Gabriele Sandri, seconda udienza ad Arezzo


Gabriele Sandri, seconda udienza ad Arezzo
21/03/2009, 11:03


Seconda udienza al processo per la morte del 26enne tifoso laziale Gabriele Sandri. Il processo, in Corte d’Assise ad Arezzo, vede imputato il poliziotto Luigi Spaccarotella, 33 anni, accusato di omicidio volontario.

Sandri fu colpito da un proiettile l’11 novembre del 2007 nell’area di servizio Badia al Pino. Nell’udienza di oggi testimonieranno proprio i dipendenti dell’autogrill. “Mi ha impressionato leggere che il dolore dell'agente è uguale al nostro”, ha detto Cristiano, il fratello della vittima, presente in aula con i genitori.

Doveva mettersi in ginocchio e chiedere perdono lì, invece non ci ha nemmeno guardato”. Queste invece le parole di Daniela, madre di Gabriele Sandri, su Luigi Spaccarotella.

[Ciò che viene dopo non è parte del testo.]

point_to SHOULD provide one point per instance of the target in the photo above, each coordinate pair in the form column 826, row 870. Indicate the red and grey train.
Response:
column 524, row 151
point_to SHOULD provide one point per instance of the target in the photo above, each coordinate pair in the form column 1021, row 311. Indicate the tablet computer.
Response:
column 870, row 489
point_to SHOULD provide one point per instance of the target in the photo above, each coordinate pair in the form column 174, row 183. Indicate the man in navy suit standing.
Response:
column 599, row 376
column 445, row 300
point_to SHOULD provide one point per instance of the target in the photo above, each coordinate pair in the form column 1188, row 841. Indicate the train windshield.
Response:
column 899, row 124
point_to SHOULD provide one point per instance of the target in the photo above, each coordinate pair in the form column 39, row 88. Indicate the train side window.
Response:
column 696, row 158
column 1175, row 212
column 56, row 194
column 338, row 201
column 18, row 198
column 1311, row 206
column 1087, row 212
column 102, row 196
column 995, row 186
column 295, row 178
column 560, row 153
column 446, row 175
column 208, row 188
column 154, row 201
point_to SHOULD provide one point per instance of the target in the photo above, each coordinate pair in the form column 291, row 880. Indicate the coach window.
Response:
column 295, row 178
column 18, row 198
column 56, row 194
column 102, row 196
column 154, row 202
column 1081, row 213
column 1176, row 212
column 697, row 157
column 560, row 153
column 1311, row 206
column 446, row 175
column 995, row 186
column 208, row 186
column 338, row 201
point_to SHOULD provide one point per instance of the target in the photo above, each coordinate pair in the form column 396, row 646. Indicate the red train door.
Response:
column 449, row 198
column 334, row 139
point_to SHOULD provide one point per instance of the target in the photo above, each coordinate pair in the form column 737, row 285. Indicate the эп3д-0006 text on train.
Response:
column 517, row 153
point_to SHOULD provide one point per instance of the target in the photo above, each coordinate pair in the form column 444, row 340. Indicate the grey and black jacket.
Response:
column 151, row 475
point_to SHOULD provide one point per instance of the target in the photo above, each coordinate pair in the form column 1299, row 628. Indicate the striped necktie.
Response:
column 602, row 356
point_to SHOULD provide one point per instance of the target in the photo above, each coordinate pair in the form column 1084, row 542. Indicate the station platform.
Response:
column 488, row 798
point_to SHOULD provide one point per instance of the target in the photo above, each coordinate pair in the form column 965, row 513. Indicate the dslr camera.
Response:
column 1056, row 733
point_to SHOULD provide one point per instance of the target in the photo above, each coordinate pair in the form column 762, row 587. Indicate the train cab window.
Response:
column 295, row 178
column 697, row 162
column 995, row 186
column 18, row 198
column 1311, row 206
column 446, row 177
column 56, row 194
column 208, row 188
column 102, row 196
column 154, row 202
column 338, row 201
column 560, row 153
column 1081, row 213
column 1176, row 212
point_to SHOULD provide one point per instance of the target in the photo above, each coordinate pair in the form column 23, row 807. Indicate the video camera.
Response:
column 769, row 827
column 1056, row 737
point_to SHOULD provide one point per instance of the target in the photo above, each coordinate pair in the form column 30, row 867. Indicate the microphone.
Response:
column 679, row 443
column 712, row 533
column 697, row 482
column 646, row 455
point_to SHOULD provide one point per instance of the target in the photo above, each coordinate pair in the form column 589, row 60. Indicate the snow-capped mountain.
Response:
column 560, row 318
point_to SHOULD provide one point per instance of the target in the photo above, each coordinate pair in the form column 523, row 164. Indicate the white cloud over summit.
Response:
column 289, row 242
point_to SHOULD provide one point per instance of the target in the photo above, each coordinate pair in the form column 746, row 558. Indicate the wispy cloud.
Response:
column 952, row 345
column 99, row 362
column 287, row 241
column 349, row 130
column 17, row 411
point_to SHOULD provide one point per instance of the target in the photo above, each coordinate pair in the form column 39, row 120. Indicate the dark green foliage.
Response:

Secondo la ricostruzione fornita ieri in aula dalle testimonianze degli agenti, questi ultimi si trovavano tutti sul lato opposto dell’autostrada, in una maledetta domenica. Hanno sentito delle urla nella piazzola dell’autogrill in carreggiata nord e hanno visto una decina di persone aggredire con bastoni un’auto, una Mercedes nera Classe A.

Sempre secondo la ricostruzione fornita, gli agenti avrebbero iniziato a urlare accendendo le sirene. Spaccarotella ha sparato un colpo in aria, poi si è messo a correre. A quel punto una Renault Scenic con a bordo gli aggressori è ripartita. Nessuno dei testimoni ha però detto di aver visto Spaccarotella sparare il secondo colpo, quello fatale che avrebbe ucciso Sandri. È stato lo stesso poliziotto, al ritorno, a dire ai colleghi di aver sparato un secondo colpo in aria.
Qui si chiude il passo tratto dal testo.